PROPAGANDA IN FILMS… (Eclipsing to the
workplace)
A propaganda
film is a film that involves some form of propaganda. Propaganda films may be packaged
in numerous ways, but are most often documentary-style productions or fictional
screenplays, that are produced to convince the viewer of a specific political
point or influence the opinions or behavior of the viewer, often by providing
subjective content that may be deliberately misleading.
It is common
to hear people say that films are simply a form of escapist entertainment, a
harmless product designed to make money. As a Hollywood studio-era executive
might have said to an aspiring politico screenwriter, ‘if you want to send a
message, use Western Union.’ Yet, the dark sealed off world of the cinema and
the world outside – a cut and thrust political world – have always bled into
one another.
If one
compares the directness and intensity of the effect that the various means of
propaganda have on the great masses, film and TV are without question the most
powerful. The written and spoken word depend entirely on the content or on the
emotional appeal of the speaker, but film uses images, film and photography
that for almost a decade have been accompanied by sound. We know that the
impact of a message is greater if it is less abstract, more visual. The human
physic identifies with what they see and visualize. That makes it clear why
film and TV, with its series of continually moving images, must have particular
persuasive force.
Propaganda
is the ability "to produce and spread fertile messages that, once sown,
will germinate in large human cultures.” However, in the 20th century, a “new”

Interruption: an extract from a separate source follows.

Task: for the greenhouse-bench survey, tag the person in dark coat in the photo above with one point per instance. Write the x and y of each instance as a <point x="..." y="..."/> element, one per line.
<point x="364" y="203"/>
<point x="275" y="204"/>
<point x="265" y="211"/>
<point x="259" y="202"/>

propaganda emerged, which revolved around political organizations and their
need to communicate messages that would “sway relevant groups of people in
order to accommodate their agendas”. First developed by the Lumiere brothers in
1896, film provided a unique means of accessing large audiences at once. Film
was the first universal mass medium in that it could simultaneously influence
viewers as individuals and members of a crowd, which led to it quickly becoming
a tool for governments and non-state organizations to project a desired
ideological message. As Nancy Snow stated in her book, Information War:
American Propaganda, Free Speech and Opinion Control Since 9-11, propaganda
"begins where critical thinking ends."
Film is a
unique medium in that it reproduces images, movement, and sound in a lifelike manner
as it fuses meaning with evolvement as time passes in the story depicted.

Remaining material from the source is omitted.